Und das Spiel gegen Meschede ist noch einmal ein wichtiges, weil es darüber entscheidet, ob der SSV oder der TV Hörde als Tabellenzweiter in die Aufstiegsrelegation gehen darf. Auch wenn der Druck nun von den Schultern des Teams abfällt, bleibt die Motivation weiterhin hoch. So wird sich also auch im Training bis zum Saisonende nicht viel ändern. „Wir wollen ungeschlagen aus der Saison gehen und dafür auch entsprechend weiter trainieren“, sagte Schönsee.

Wernes Volleyballerinnen sind vorzeitig Meister - durch geschenkte Punkte aus Minden

TVW-Trainer Jochen Schönsee hat die Volleyball-Damen in seiner ersten Saison gleich wieder zurück in die Oberliga geführt. © Helga Felgenträger

Angesprochen auf den Höhepunkt der Saison sind sich Schönsee und Böhle einig.

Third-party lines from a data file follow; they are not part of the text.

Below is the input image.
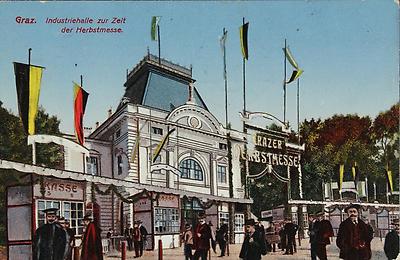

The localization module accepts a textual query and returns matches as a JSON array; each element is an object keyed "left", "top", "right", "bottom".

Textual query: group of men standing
[
  {"left": 124, "top": 220, "right": 148, "bottom": 258},
  {"left": 33, "top": 208, "right": 103, "bottom": 260},
  {"left": 181, "top": 212, "right": 228, "bottom": 260}
]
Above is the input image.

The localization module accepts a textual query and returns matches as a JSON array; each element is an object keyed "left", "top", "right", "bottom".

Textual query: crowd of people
[
  {"left": 124, "top": 220, "right": 148, "bottom": 258},
  {"left": 181, "top": 204, "right": 400, "bottom": 260},
  {"left": 33, "top": 208, "right": 103, "bottom": 260},
  {"left": 33, "top": 204, "right": 400, "bottom": 260}
]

Das Rückspiel gegen den TV Hörde II am 27. Januar, in dem der TV Werne seinen damals ärgsten Konkurrenten zu Hause 3:0 aus der Halle fegte und vor über 200 Zuschauern seine beste Leistung der Saison abrief. „Ein Spiel zuvor haben wir Meschede geschlagen und als wir durch den Sieg über Hörde die Distanz zur Konkurrenz nochmal vergrößern konnten, kam das erste beruhigende Gefühl, dass wir nun alles in eigener Hand haben“, erklärte Schönsee. „Ich habe trotzdem immer gesagt, dass wir von Spiel zu Spiel schauen und jeden Gegner ernst nehmen müssen. Das hat das Team klasse umgesetzt.“

Volleyballerinnen freuen sich schon jetzt auf die Oberliga

Über die Saison gesehen steche die Entwicklung von Diagonalangreiferin Chiara Grewe besonders hervor. „Chiara hat einen riesigen Sprung gemacht. In Annahme, Abwehr und vor allem im Angriff ist sie zu einer wichtigen Stütze des Teams geworden“, sagte Schönsee. Außerdem sei es auch immer wieder ein großer Vorteil gewesen, in Steffi Buhl und Jenny Böttger zwei gleichwertige Zuspielerinnen im Kader zu haben. Aber vor allem die allgemeine Ausgewogenheit im Kader des TV Werne hat dem Team diese beeindruckende Saison ermöglicht.

„Im Vergleich zur letzten Saison, in der wir abgestiegen sind, sind wir viel konstanter geworden. In engen Spielsituationen haben wir uns nicht beirren lassen und es hat natürlich eine große Rolle gespielt, dass wir als Kader zusammengeblieben sind. Das zeigt auch nochmal das Gemeinschaftsgefühl in diesem Team“, sagte Böhle und erklärte damit, wie es möglich war, alle bisherigen Spiele zu gewinnen. „Es ist natürlich schön, so viel Spiele 3:0 zu gewinnen, aber wir freuen uns jetzt schon darauf, dass es in der Oberliga wieder etwas spannender wird.“

Anstatt am Samstag selbst aufzuschlagen, werden die Werner Damen nach Oberaden fahren, um ihre Reserve im Aufstiegskampf der Bezirksklasse anzufeuern und dann im Anschluss zur Feier der Meisterschaft Essen zu gehen. Ins letzte Heimspiel am 23. März geht es dann für alle mit doppelter Vorfreude.